FBI blows source: Why?

In the annals of media stupidity in blind service of their political allies in the “intelligence community” and the political world, it would be hard to top today’s New York Times installment of the new authorized version. It comes with an unintentionally humorous headline. Indeed it may be an instant classic of the “fake but accurate” variety: “F.B.I. Used Informant to Investigate Russia Ties to Campaign, Not to Spy, as Trump Claims.”

The story requires the full cast of Times scribes whom I would note for the record. The byline credits Adam Goldman, Mark Mazzetti, and Matthew Rosenberg. Nicholas Fandos, Sharon LaFraniere, Katie Benner and Eileen Sullivan are also credited with what the Times is pleased to call “reporting.”

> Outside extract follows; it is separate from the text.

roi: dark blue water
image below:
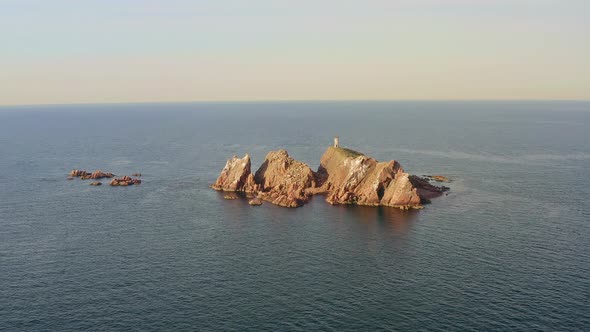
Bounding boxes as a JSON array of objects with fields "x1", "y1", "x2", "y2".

It becomes clearer every day that the vaunted “counterintelligence investigation” initiated by the FBI in mid-2016 constituted a pretext to conduct surveillance of the Trump campaign using the panoply of powers held by the federal government to protect the United States from foreign threats. It is a helluva story, perhaps the biggest scandal in American political history.

Every day, Barack Obama, John Brennan, James Clapper, James Comey and their underlings come ever more sharply into into focus as enemies of the constitutional order. The New York Times and the Times’s mainstream media colleagues have served as their indispensable tools. See, for example, the linked Times story.

The Times’s helpful but anonymous sources all but name the supposedly top secret informant whom they used for their purposes in the “counterintelligence investigation.” Yet they have previously complained that disclosure of his identity threatened his life and further participation in continuing investigations. Chuck Ross, incidentally, filled in much of the underlying story this past March in “A London Meeting Before The Election Aroused George Papadopoulos’s Suspicions.”

Why are they blowing his identity now? I do not know why. Neither does Mollie Hemingway. Neither does RedStates’s Streiff. Neither does Sean Davis (below).

This whole subplot involving the confidential informant seems to me a classic red herring intended to divert us. To throw us off the scent. What is going on here?